Un artículo de la influyente revista Foreign Affairs, titulado "Pesimista sobre Brasil” es tan sólo el último que pinta a Brasil como un país que se está quedando estancado. La nota de Foreign Affairs, un fragmento del libro "Breakout Nations”, de Ruchir Sharma, jefe de mercados emergentes de Morgan Stanley, se basa en un argumento que hemos expresado muchas veces en esta columna: el crecimiento de Brasil ha dependido demasiado del precio mundial de las materias primas, y enfrentará graves problemas cuando esos precios empiecen a bajar.
Esa tendencia ya ha comenzado, dice Sharma. China, el mayor comprador de materias primas brasileñas, anunció en marzo que su economía crecerá menos del 8% este año por primera vez desde 1998. Pocas naciones en desarrollo han logrado crecer durante varias décadas seguidas gracias a sus exportaciones de materias primas. Las que crecieron sostenidamente, como China e India, lo han hecho gracias a sus exportaciones de productos manufacturados y servicios, dice Sharma.

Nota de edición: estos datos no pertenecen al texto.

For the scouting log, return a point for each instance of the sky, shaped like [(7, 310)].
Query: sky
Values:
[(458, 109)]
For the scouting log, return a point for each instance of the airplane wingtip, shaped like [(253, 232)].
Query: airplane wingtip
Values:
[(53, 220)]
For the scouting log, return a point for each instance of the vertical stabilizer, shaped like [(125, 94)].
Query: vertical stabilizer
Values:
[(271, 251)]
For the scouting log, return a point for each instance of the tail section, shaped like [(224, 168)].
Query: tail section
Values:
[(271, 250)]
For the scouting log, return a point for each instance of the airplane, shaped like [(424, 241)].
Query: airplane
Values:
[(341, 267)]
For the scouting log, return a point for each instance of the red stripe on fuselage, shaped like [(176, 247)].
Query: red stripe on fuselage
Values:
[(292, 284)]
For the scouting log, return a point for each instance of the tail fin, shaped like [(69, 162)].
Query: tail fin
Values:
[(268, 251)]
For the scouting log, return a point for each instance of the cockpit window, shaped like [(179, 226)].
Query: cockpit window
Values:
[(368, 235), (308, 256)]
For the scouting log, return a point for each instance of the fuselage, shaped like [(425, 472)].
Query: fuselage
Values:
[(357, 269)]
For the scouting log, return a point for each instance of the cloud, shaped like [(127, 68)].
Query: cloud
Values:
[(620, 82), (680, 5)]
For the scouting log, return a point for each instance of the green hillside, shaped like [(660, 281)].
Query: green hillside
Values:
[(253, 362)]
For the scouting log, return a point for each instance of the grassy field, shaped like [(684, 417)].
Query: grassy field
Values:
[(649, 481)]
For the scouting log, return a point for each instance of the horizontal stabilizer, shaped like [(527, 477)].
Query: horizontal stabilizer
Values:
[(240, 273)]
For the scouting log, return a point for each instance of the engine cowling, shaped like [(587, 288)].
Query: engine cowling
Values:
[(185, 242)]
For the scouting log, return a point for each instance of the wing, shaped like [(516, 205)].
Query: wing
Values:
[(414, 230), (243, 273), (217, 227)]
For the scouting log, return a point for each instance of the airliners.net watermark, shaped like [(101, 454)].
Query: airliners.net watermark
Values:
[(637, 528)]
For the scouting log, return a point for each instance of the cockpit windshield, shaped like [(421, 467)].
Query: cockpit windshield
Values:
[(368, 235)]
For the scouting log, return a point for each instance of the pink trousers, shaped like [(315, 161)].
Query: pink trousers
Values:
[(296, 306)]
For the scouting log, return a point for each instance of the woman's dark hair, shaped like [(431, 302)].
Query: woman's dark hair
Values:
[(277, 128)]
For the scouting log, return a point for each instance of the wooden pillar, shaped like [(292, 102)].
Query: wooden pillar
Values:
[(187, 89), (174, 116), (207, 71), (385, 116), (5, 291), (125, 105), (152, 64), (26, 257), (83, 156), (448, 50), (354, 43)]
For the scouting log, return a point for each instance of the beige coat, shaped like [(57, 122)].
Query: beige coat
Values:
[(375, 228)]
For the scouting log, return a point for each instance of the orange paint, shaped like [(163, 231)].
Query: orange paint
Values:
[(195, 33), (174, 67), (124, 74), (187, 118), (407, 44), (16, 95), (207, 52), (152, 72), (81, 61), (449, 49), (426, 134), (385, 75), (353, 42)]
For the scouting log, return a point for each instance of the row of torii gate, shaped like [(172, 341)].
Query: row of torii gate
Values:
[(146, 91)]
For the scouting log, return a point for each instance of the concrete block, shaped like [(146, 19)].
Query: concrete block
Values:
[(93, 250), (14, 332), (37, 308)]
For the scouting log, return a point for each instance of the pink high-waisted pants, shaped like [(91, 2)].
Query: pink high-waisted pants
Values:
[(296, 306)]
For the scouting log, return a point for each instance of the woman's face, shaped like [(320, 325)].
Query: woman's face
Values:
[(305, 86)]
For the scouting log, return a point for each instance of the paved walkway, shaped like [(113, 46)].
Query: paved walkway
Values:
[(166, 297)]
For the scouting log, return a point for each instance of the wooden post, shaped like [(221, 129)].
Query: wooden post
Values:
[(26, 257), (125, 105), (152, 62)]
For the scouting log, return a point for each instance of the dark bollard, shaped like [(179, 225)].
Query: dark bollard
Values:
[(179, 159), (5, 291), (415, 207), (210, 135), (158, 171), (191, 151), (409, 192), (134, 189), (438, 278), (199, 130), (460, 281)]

Mientras que China se insertó de lleno en el comercio global y se concentró en invertir en puentes y caminos, Brasil se volcó hacia adentro y no invirtió en infraestructura. Además, Brasil se perjudica al mantener una de las monedas más caras del mundo. Eso es bueno para los brasileños que compran apartamentos en Miami, pero pésimo para los exportadores de manufacturas o servicios. +Brasil debe reconocer que la época de fácil crecimiento para los mercados emergentes y de los altos precios de las materias primas se está terminando”, y debe realizar urgentes reformas económicas, concluye Sharma.
Un artículo similar de la agencia Reuters dijo que debido a que la presidenta Dilma Rousseff no ha impulsado reformas económicas audaces, Brasil se ha convertido en +un lugar cada vez más estancado”. La economía creció el 2,7% el año pasado, y se espera que crezca a un promedio del 3% en los próximos años.
En Latinoamérica, la imagen de Brasil como la nueva estrella emergente también se está extinguiendo. El ex canciller de México, Jorge Castañeda, dice que México está superando a Brasil en casi todos los frentes, incluyendo el crecimiento económico. La diferencia es que los brasileños saben venderse mejor, afirmó. Y el ex presidente peruano Alan García me dijo que Brasil es +un gigante fatigado+ que se está quedando cada vez más atrás.
Hace poco, el anuncio de que Brasil superó a Gran Bretaña como la sexta economía más grande del mundo generó una nueva seguidilla de titulares optimistas sobre el ascenso brasileño, que ahora se está revirtiendo.
A diferencia de algunos de sus vecinos como Argentina y Venezuela, Brasil piensa a largo plazo. Brasil desde hace mucho viene fomentando algunas industrias claves, como las energías alternativas y la fabricación de aviones, y busca mejorar la calidad educativa. Recientemente lanzó un programa para enviar 100.000 estudiantes universitarios al exterior, la mayoría para estudiar ciencias e ingeniería en universidades de Estados Unidos. Brasil no es un gigante fatigado. Más bien, es un gigante temporalmente desorientado, que todavía no entiende plenamente por qué otros lo están aventajando. Una vez que salga de su estado de confusión y se inserte más plenamente en la economía global -como China e India- estará bien posicionado para volver a competir con renovadas energías.